The English Harem
Supermarket checkout girl Tracy Pringle has a very lively imagination indeed. In front of her, as she blip-blips herself into a daydream, walk past not boring housewives with screaming children or tired office clerks, but the likes of Lord Byron, Lawrence of Arabia and Princess Leia. It comes as no surprise, then, that she turns a blind eye when Her Majesty herself pops a packet of Mr Kipling’s Bakewell tarts into her handbag without paying. Obviously, the management sees it differently, and Tracy is given the sack on the spot and forced to find herself another job.
But nothing can prepare her for the new life that awaits her at the Taste of Persia restaurant, where she is flung headlong into a clash of cultures, languages, dinner plates, religions and a rather tricky domestic arrangement…
He makes it all look so simple, but his classical, direct technique belies his daring choice of material. There is not a false sentiment or conventional genuflection in this book … Everyone who reads McCarten’s generous, humane, funny and moving novel will come away enriched.
McCarten’s novel hovers between indignant satire and engaging comedy of manners while sounding a clarion call against the bigotry and intolerance in our society.
Anthony McCarten dares to speak of English multiculturalism in the satirical tone that most native writers keep mute.
High farce laced with some acute observations on racial prejudice, bigotry, the strength of women's bonds and an exploration of Islam.

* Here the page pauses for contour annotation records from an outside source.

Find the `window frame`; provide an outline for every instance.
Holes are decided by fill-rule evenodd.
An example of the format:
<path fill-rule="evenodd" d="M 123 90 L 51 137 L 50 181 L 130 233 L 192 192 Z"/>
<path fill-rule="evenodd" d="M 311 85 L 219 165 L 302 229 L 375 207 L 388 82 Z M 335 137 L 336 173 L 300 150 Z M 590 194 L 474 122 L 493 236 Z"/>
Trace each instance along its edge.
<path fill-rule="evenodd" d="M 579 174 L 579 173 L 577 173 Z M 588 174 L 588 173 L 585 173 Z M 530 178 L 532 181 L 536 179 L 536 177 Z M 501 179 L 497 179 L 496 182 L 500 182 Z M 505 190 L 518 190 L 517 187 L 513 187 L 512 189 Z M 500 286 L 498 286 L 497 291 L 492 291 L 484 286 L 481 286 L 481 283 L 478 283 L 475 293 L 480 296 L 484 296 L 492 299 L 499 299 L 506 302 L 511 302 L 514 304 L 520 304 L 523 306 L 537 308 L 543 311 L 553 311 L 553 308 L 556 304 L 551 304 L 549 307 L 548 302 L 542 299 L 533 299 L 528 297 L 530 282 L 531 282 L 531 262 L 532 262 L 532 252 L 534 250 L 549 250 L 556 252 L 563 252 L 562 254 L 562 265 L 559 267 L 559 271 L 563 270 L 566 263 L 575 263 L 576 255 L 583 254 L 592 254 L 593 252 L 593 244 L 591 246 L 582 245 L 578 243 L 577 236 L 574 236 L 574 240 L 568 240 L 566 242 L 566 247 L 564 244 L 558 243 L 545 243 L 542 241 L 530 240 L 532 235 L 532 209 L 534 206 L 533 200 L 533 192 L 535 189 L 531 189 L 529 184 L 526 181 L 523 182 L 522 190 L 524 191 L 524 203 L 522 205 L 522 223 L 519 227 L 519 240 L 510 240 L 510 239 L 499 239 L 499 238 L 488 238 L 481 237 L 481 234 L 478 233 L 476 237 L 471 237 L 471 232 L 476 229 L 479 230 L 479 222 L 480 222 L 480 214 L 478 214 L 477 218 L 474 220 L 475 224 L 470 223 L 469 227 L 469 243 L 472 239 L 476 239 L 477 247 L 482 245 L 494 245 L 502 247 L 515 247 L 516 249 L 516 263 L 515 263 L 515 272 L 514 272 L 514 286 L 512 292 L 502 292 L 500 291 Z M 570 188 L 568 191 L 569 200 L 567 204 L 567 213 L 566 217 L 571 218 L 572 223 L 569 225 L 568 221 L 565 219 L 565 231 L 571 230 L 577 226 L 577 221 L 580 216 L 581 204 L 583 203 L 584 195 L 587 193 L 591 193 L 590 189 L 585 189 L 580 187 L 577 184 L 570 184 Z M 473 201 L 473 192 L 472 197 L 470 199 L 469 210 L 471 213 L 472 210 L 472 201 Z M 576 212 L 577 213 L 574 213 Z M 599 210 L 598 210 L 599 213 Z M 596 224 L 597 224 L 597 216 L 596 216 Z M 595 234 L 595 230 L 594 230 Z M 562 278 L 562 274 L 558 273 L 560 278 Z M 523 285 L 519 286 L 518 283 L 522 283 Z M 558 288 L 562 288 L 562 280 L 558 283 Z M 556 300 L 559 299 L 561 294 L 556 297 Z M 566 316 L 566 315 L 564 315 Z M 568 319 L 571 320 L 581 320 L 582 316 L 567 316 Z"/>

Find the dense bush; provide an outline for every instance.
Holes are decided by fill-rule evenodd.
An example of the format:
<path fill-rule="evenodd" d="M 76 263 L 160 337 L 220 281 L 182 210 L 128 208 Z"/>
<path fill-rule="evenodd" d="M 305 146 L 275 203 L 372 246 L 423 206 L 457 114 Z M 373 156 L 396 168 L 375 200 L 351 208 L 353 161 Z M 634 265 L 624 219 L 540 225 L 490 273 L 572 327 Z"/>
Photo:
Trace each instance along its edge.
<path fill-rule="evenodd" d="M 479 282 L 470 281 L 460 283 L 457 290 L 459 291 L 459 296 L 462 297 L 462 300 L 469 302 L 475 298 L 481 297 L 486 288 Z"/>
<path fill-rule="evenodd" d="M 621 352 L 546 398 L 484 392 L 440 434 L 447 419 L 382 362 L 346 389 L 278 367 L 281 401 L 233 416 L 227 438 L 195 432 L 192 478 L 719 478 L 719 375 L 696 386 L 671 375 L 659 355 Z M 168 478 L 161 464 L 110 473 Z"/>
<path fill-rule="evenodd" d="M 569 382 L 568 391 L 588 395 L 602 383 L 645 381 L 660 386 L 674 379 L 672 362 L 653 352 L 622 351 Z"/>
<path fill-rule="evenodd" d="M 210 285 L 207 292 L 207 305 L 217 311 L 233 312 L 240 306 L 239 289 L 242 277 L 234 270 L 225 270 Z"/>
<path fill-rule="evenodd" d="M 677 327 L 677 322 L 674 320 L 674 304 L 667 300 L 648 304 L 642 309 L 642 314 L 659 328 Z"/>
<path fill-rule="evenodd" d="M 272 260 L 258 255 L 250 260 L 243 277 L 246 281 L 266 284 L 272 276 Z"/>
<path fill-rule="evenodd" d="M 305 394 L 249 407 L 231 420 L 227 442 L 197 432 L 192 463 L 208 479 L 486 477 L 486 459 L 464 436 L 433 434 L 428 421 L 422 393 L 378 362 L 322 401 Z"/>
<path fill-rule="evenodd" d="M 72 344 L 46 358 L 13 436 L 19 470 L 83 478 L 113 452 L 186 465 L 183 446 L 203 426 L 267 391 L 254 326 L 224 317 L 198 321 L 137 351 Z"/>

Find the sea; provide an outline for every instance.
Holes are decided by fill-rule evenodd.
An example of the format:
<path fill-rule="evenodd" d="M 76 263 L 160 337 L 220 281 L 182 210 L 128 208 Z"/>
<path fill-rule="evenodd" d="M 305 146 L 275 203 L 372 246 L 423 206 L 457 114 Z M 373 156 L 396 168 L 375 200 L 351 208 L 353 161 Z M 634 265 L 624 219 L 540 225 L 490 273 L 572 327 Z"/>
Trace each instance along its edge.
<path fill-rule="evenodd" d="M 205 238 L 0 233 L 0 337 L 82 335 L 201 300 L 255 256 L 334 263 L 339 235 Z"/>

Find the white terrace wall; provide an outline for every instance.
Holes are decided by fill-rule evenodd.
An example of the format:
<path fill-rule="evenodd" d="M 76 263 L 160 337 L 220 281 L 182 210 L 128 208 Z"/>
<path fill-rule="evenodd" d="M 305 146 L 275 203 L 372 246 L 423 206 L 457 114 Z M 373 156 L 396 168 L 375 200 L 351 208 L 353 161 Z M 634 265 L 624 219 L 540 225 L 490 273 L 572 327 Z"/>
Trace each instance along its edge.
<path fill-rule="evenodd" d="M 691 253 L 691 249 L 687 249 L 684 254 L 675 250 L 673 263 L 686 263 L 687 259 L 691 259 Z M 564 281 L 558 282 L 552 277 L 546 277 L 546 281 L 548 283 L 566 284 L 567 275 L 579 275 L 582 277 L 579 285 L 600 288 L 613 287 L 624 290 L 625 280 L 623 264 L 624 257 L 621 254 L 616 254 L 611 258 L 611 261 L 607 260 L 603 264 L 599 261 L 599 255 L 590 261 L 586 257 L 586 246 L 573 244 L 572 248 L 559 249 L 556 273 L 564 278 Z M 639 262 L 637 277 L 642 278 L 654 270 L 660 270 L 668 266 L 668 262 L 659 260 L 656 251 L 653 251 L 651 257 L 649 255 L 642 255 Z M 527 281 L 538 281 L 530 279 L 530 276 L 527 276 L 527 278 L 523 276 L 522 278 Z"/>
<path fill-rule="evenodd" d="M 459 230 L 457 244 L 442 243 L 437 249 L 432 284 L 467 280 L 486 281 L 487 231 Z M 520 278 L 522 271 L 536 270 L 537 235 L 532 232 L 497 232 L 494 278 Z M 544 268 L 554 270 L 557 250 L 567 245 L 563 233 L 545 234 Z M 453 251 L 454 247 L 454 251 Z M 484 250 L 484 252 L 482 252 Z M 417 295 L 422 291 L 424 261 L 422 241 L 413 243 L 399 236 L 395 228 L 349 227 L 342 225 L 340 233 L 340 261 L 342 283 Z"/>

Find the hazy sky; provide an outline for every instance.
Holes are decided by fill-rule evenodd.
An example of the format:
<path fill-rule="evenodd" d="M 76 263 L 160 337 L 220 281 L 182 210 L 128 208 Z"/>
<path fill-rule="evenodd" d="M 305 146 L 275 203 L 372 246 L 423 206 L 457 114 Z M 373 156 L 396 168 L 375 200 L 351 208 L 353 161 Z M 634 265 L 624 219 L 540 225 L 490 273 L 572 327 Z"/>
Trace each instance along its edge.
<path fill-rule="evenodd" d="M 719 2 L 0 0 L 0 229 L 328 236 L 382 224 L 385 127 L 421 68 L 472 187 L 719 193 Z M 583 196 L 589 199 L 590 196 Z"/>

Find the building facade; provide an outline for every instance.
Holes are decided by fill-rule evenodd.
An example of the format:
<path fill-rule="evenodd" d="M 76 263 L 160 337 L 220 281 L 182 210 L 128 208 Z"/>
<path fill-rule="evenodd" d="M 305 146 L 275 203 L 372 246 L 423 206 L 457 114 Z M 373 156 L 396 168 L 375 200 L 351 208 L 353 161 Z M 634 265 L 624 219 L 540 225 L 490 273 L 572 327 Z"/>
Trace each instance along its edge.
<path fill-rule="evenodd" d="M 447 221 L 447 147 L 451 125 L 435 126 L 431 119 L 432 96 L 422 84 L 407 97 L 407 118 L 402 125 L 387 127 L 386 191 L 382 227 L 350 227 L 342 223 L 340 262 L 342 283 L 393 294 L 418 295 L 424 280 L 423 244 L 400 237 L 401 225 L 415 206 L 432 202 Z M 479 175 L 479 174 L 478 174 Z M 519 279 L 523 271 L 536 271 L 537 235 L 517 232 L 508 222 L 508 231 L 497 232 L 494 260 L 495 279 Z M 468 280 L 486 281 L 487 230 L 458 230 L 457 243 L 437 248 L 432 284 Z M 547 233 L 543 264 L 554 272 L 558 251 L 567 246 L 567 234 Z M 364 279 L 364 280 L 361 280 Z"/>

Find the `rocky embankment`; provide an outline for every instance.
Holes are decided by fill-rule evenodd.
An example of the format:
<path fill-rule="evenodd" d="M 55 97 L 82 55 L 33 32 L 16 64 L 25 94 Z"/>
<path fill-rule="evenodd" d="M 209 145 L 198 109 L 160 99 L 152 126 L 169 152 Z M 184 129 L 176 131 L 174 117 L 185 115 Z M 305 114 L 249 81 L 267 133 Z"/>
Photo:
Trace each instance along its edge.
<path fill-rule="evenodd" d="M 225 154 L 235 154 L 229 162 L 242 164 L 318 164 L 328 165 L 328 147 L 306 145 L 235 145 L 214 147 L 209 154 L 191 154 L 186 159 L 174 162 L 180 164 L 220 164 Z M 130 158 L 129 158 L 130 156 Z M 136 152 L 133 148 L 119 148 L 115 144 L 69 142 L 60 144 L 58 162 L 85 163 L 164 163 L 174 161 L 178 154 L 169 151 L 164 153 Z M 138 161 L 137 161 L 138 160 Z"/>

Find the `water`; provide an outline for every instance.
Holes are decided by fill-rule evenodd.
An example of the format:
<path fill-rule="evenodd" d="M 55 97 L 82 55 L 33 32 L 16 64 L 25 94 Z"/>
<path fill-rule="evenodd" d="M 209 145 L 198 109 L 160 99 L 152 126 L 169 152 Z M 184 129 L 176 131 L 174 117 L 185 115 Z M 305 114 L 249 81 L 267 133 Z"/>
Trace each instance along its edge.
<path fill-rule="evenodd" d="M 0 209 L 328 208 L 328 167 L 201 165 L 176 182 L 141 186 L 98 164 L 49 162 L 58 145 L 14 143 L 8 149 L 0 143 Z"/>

Anthony McCarten’s debut novel, Spinners, won international acclaim, and was followed by The English Harem and the award winning Death of a Superhero, all three books being translated into many languages. McCarten has also written twelve stage plays, including the worldwide success Ladies’ Night, which won France’s Molière Prize, the Meilleure Pièce Comique, in 2001. Also a film-maker, he has thrice adapted his own plays or novels into feature films which he directed himself.